Nada de anormal haveria nesta lei que estabeleceu a nova política para o valor do  Salário Mínimo Nacional não fosse o aspecto de o governo federal ter incluído - de forma totalmente disfarçada - neste mesmo projeto, assunto totalmente diverso do Salário Mínimo.

Repetindo uma lamentável forma de fazer política fiscal, o Governo Federal escondeu suas verdadeiras intenções e, aproveitando-se da comoção social que o tema Salário Mínimo costuma provocar ,  oportunisticamente, incluiu no projeto da Lei, sem tornar isto público,  artigos que tratam de matéria tributária, como podemos verificar no art. 6 da citada lei.

Em direito penal, quando alguém pratica ato ou falsifica/modifica documento no propósito de induzir outro a erro para dele tirar vantagens,se diz que esse é autor de Crime de Estelionato.

No Brasil, quando isto é feito por meio de um processo legislativo complexo e cheio de corredores escuros, denomina-se  "Política Fiscal".

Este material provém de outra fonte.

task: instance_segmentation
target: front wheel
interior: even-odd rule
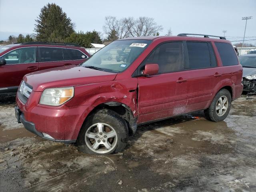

Neste contexto, a Lei do Salário Mínimo é uma espécie de  "jóia da coroa" deste tipo de sacanagem. Vende "gato por lebre" e mais parece a figura mitológica do "Cavalo de Tróia", um tipo de presente Grego que traz escondido  em seu interior o melhor do exército inimigo.

Nossos Senadores e Deputados Federais, ao lado dos cidadãos e empresários brasileiros, passaram todo mês de fevereiro e o início do mês de março debatendo o que lhes disseram ser a Lei do Salário Mínimo, enquanto o verdadeiro interesse era ver aprovada uma lei relativa a Política de “Acirramento Fiscal”.

Citada norma trouxe em seu texto artigos que revogaram direitos e prerrogativas conquistados pelos contribuintes em normas anteriores, dentro das Leis Estaduais que criaram os programas de parcelamentos de ICMS e das leis Federais que criaram o Refis I, o PAEs, o Paex e muito recentemente, o Refis da Crise.

O estratagema governamental serviu para revogar as leis que asseguravam aos contribuintes a suspensão ou a extinção de Ações Penais, quando  pagassem à vista, ou de forma parcelada, os tributos ou contribuições previdenciárias objeto destas mesmas ações criminais.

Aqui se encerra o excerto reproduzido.